Le tavole a colori di Beltrame divennero il marchio distintivo della rivista. Nelle sue copertine è riassunta in pratica tutta la storia del costume e della società italiana della prima metà del XX secolo. Fatti di cronaca, sportivi, di costume venivano riassunti con maestria dall'illustratore arzignanese, che riusciva a renderli vivi e attuali agli occhi di una popolazione non ancora del tutto uscita dall'analfabetismo. Non si mosse mai da Milano dove disegnò tutte le sue tavole. Ciò nonostante riuscì a rappresentare luoghi, fatti, persone e cose che non aveva mai visto di persona, grazie alla sua innata immaginazione e curiosità unite ad un rigoroso senso di realismo. Celebri, in particolare, furono le sue illustrazioni degli avvenimenti bellici della Grande guerra e delle vicende degli Alpini.

Anche gli altri sette fratelli di Achille Beltrame si distinsero nelle arti e nelle lettere[3].

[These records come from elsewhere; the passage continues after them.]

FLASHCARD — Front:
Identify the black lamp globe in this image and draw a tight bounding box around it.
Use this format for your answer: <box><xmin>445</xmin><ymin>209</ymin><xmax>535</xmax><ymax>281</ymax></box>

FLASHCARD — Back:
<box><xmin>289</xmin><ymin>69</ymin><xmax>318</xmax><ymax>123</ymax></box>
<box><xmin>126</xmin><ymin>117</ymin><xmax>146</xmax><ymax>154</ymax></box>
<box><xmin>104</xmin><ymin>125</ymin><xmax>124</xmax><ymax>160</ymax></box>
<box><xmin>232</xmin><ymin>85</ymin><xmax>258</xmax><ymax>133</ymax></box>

Morì a Milano il 19 febbraio 1945, nella casa del nipote in via Fiamma 27.

Il suo discepolo, Walter Molino, che l'aveva affiancato già dal 1940, rimase a illustrare le copertine del settimanale dopo la sua morte.

Come pittore, Beltrame realizzò centinaia di quadri a olio, acquarello, tempera e matita.

Note[modifica | modifica sorgente]

  1. ^ a b Biografia di Achille Beltrame su Vicenza.com.
  2. ^ Gaetano Afeltra, Quando Beltrame immaginava il mondo dalla sua Milano, dal Corriere della Sera, 19 febbraio 1995, n°42.
  3. ^ a b Daniele Concato, Così Buzzati ricordava il disegnatore, da Il Giornale di Vicenza, 28 maggio 2007.